Conclusion: We have successfully formulated a novel, reversibly thermoresponsive and cytocompatible polymer photoink for use with DLP bioprinters, capable of printing an array of different structures with high print fidelity. The formulation demonstrates excellent thermoresponsive capabilities and supported long-term 3D cell culture indicating their utility for a diverse range of medical applications.

References: D. Dhamecha, D. Le, T. Chakravarty, K. Perera, A. Dutta, J.U. Menon, Fabrication of PNIPAm-based thermoresponsive hydrogel microwell arrays for tumor spheroid formation, Mater. Sci. Eng. C. 125 (2021) 112100. https://doi.org/10.1016/j.msec.2021.112100.

Microwell arrays (12x12 arrays of wells of 800 um diameter) imaged below (i) and above (ii) the formulation's LCST of 36.8°C. Note the change in size as a result of the hydrogel's thermoresponsive swelling/shrinking.
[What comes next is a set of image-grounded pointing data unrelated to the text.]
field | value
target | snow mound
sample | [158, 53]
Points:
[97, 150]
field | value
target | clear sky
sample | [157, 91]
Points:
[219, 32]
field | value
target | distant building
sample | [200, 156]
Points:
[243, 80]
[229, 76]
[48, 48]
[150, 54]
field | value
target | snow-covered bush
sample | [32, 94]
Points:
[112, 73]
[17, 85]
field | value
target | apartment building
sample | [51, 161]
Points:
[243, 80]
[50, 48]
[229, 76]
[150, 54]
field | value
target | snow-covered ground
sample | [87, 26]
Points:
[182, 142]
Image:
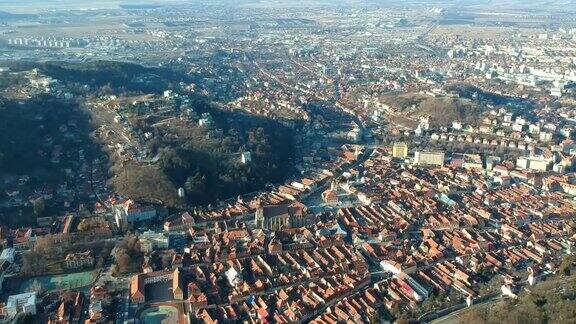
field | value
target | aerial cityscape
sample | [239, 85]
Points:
[287, 161]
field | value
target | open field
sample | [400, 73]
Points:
[59, 282]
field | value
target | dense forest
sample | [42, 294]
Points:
[206, 165]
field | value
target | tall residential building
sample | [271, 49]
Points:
[400, 150]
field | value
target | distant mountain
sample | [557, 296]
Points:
[5, 15]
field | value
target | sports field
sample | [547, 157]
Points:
[59, 282]
[159, 315]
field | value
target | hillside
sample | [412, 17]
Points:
[203, 160]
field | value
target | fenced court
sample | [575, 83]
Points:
[59, 282]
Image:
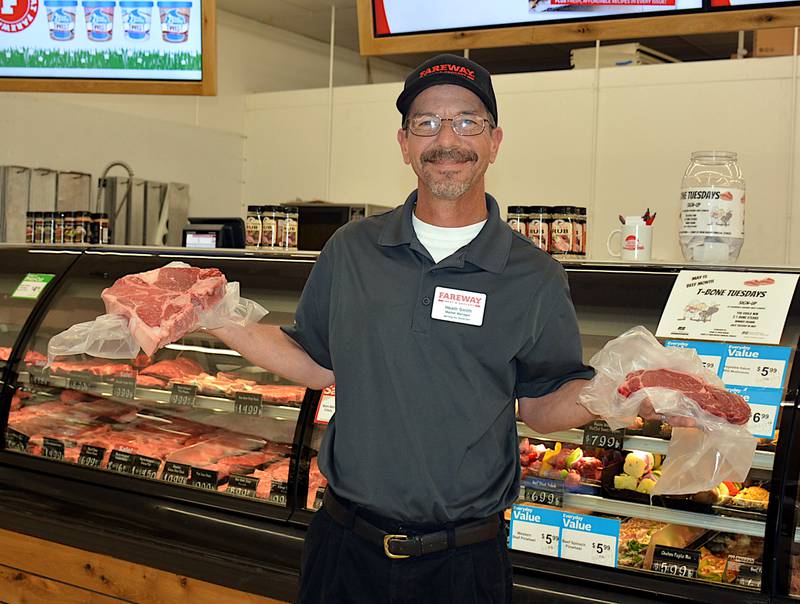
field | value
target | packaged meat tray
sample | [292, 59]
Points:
[634, 539]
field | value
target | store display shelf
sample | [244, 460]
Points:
[615, 507]
[762, 460]
[162, 397]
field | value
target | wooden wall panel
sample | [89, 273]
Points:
[33, 570]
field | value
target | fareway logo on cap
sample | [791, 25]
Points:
[449, 68]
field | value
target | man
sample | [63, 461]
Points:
[432, 319]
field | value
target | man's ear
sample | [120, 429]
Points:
[402, 139]
[497, 138]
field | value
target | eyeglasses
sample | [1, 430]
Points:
[463, 124]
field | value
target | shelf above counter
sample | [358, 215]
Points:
[162, 397]
[762, 460]
[615, 507]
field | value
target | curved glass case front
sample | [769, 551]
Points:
[195, 413]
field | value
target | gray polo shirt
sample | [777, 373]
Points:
[424, 428]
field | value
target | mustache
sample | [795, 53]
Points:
[437, 154]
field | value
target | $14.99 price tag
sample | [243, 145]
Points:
[183, 395]
[247, 403]
[598, 434]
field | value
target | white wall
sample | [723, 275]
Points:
[195, 140]
[617, 147]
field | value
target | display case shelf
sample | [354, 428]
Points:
[762, 460]
[615, 507]
[162, 397]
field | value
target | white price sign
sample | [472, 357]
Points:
[754, 373]
[711, 362]
[762, 420]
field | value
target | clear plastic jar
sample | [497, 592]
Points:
[712, 208]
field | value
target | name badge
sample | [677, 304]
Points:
[458, 306]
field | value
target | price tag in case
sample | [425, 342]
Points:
[743, 571]
[91, 456]
[598, 434]
[563, 534]
[52, 448]
[277, 494]
[16, 440]
[176, 473]
[124, 387]
[327, 405]
[243, 486]
[183, 395]
[544, 491]
[589, 539]
[675, 562]
[120, 461]
[204, 479]
[535, 530]
[247, 403]
[146, 467]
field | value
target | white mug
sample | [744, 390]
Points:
[636, 240]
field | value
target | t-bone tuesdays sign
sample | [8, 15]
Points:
[99, 39]
[728, 306]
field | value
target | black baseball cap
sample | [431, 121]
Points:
[449, 69]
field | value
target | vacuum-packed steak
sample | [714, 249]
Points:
[162, 305]
[717, 401]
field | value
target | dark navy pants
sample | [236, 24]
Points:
[339, 567]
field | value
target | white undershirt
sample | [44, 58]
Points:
[443, 241]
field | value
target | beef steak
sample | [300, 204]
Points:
[717, 401]
[163, 304]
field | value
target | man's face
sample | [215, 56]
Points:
[449, 164]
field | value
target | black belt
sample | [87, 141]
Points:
[404, 546]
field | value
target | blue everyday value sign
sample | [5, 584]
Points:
[564, 535]
[757, 373]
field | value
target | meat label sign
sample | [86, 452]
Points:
[728, 306]
[564, 535]
[757, 373]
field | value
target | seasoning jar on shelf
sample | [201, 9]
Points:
[562, 232]
[539, 226]
[252, 228]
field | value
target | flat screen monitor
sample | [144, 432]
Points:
[231, 230]
[112, 41]
[399, 17]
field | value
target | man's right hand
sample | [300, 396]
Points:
[270, 348]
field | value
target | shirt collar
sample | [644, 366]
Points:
[489, 250]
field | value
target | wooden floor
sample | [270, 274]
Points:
[33, 571]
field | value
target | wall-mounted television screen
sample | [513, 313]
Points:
[95, 41]
[393, 17]
[388, 27]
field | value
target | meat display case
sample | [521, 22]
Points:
[196, 462]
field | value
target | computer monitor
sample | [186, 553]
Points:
[231, 234]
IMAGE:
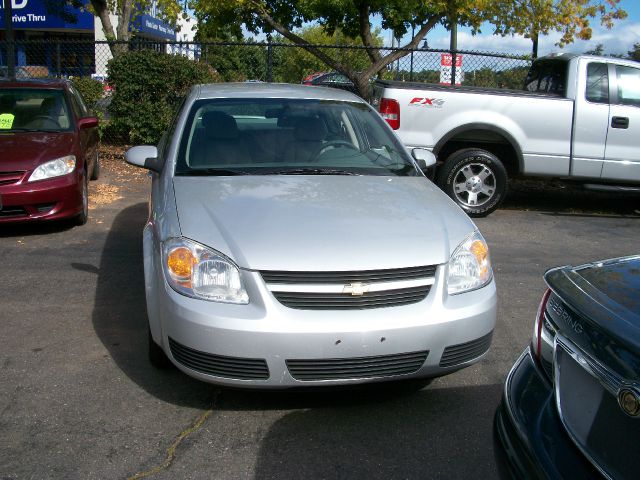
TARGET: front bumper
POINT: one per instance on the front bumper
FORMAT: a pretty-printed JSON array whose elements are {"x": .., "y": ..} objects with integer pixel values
[
  {"x": 529, "y": 439},
  {"x": 51, "y": 199},
  {"x": 380, "y": 342}
]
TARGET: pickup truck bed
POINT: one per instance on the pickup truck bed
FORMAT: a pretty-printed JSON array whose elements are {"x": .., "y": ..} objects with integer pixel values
[{"x": 577, "y": 119}]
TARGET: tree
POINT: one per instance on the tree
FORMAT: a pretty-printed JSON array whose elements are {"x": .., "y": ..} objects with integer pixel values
[
  {"x": 125, "y": 10},
  {"x": 352, "y": 18},
  {"x": 599, "y": 50},
  {"x": 293, "y": 63},
  {"x": 635, "y": 53},
  {"x": 533, "y": 18}
]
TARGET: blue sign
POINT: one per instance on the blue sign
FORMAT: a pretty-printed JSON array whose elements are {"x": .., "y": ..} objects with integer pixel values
[
  {"x": 153, "y": 27},
  {"x": 34, "y": 14}
]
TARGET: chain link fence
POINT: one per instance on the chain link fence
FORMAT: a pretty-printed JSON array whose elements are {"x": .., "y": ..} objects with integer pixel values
[{"x": 265, "y": 62}]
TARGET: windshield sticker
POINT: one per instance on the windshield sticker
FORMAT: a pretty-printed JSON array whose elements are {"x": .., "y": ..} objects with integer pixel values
[{"x": 6, "y": 121}]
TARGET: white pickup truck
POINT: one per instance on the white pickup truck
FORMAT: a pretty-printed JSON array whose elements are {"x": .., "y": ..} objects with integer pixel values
[{"x": 578, "y": 118}]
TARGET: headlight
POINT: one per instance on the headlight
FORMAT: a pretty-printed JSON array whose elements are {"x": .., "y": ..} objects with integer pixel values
[
  {"x": 54, "y": 168},
  {"x": 469, "y": 266},
  {"x": 197, "y": 271}
]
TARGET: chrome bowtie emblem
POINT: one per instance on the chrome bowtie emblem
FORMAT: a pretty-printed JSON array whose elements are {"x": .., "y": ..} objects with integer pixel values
[
  {"x": 629, "y": 401},
  {"x": 356, "y": 289}
]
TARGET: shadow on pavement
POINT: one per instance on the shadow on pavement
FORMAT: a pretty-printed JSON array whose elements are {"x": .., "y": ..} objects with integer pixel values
[
  {"x": 120, "y": 319},
  {"x": 31, "y": 229},
  {"x": 568, "y": 199},
  {"x": 434, "y": 433}
]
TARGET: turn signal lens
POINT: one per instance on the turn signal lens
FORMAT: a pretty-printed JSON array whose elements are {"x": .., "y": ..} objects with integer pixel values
[
  {"x": 469, "y": 265},
  {"x": 180, "y": 262},
  {"x": 200, "y": 272},
  {"x": 481, "y": 252}
]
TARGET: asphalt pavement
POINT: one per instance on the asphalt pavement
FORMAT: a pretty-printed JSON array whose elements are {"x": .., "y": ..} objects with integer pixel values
[{"x": 79, "y": 399}]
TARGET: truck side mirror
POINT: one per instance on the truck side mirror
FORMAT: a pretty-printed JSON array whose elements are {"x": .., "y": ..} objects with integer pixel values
[
  {"x": 425, "y": 158},
  {"x": 144, "y": 156}
]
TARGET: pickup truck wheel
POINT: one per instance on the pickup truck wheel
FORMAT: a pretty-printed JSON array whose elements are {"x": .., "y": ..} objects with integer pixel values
[{"x": 475, "y": 179}]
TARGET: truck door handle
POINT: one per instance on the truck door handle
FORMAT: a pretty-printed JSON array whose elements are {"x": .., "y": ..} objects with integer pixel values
[{"x": 619, "y": 122}]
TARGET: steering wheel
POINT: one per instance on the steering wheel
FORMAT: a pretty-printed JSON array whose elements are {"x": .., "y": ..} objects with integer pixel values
[
  {"x": 42, "y": 121},
  {"x": 334, "y": 144}
]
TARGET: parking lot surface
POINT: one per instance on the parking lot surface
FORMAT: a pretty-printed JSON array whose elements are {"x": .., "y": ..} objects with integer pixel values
[{"x": 80, "y": 400}]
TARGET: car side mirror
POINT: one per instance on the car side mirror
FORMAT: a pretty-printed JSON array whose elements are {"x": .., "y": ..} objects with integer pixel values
[
  {"x": 88, "y": 122},
  {"x": 144, "y": 156},
  {"x": 425, "y": 158}
]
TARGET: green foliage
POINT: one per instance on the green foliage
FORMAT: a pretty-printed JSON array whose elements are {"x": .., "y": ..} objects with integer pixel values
[
  {"x": 571, "y": 18},
  {"x": 236, "y": 63},
  {"x": 292, "y": 64},
  {"x": 90, "y": 89},
  {"x": 148, "y": 88},
  {"x": 599, "y": 50},
  {"x": 512, "y": 78}
]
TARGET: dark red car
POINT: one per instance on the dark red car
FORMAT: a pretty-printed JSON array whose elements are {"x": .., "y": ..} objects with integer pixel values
[{"x": 48, "y": 151}]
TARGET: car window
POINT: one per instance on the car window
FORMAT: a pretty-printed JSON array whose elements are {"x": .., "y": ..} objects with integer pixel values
[
  {"x": 262, "y": 136},
  {"x": 33, "y": 109},
  {"x": 628, "y": 80},
  {"x": 547, "y": 77},
  {"x": 76, "y": 99},
  {"x": 597, "y": 83}
]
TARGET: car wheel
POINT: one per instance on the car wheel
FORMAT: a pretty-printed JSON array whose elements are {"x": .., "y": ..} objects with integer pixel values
[
  {"x": 83, "y": 216},
  {"x": 95, "y": 173},
  {"x": 157, "y": 357},
  {"x": 475, "y": 179}
]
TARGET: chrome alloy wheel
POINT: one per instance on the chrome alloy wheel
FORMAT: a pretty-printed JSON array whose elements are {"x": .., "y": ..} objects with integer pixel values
[{"x": 474, "y": 184}]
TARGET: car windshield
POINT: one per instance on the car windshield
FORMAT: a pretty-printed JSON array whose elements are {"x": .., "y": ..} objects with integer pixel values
[
  {"x": 33, "y": 110},
  {"x": 250, "y": 136}
]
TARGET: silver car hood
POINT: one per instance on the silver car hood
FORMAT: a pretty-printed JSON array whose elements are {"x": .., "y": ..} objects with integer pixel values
[{"x": 321, "y": 223}]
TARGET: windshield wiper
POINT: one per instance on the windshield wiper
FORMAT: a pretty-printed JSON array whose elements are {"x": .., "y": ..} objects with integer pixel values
[
  {"x": 307, "y": 171},
  {"x": 212, "y": 172}
]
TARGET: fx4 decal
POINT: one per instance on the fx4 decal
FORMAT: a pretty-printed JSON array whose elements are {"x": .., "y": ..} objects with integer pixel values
[{"x": 427, "y": 102}]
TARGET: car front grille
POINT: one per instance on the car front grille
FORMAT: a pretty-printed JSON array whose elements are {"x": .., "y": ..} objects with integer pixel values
[
  {"x": 464, "y": 352},
  {"x": 357, "y": 367},
  {"x": 218, "y": 365},
  {"x": 9, "y": 178},
  {"x": 365, "y": 276},
  {"x": 341, "y": 301},
  {"x": 350, "y": 289},
  {"x": 13, "y": 212}
]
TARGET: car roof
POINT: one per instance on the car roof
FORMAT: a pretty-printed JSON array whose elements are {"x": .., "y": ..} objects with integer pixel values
[
  {"x": 53, "y": 83},
  {"x": 273, "y": 90}
]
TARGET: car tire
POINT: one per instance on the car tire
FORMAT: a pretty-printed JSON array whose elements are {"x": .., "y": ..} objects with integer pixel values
[
  {"x": 157, "y": 357},
  {"x": 83, "y": 216},
  {"x": 95, "y": 173},
  {"x": 475, "y": 179}
]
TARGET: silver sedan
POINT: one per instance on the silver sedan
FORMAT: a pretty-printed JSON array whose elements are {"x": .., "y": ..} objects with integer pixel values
[{"x": 293, "y": 241}]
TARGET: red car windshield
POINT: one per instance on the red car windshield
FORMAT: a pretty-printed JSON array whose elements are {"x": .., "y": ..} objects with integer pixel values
[{"x": 31, "y": 109}]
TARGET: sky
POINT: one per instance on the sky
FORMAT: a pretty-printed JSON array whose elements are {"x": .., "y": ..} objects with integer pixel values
[{"x": 620, "y": 39}]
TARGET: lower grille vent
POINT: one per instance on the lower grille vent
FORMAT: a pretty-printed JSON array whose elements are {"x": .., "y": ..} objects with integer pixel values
[
  {"x": 218, "y": 365},
  {"x": 13, "y": 212},
  {"x": 463, "y": 352},
  {"x": 358, "y": 367}
]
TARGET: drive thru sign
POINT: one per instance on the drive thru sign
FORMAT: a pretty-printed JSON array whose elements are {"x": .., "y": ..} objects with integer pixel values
[{"x": 445, "y": 69}]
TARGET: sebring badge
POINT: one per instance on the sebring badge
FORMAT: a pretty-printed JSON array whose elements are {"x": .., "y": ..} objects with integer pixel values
[
  {"x": 629, "y": 401},
  {"x": 356, "y": 289}
]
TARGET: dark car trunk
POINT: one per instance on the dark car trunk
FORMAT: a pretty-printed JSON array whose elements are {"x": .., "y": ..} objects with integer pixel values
[{"x": 595, "y": 313}]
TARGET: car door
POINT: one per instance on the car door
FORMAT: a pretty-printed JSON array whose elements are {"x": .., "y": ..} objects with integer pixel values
[
  {"x": 591, "y": 119},
  {"x": 622, "y": 154},
  {"x": 88, "y": 136}
]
These arrays may be used for high-throughput culture of cell spheroids for a variety of screening applications.

Images of miniature human kidney (i) and heart (ii; without pulmonary vasculature) printed with our optimized formulation, demonstrating its versatility for printing custom-shaped drug delivery implants or other devices.

Contact angle studies showing the thermoresponsive hydrophilicity/hydrophobicity of our formulation: images below (i) and above (ii) the formulation's LCST of 36.8°C, and graphical representation of the same (iii; n=3).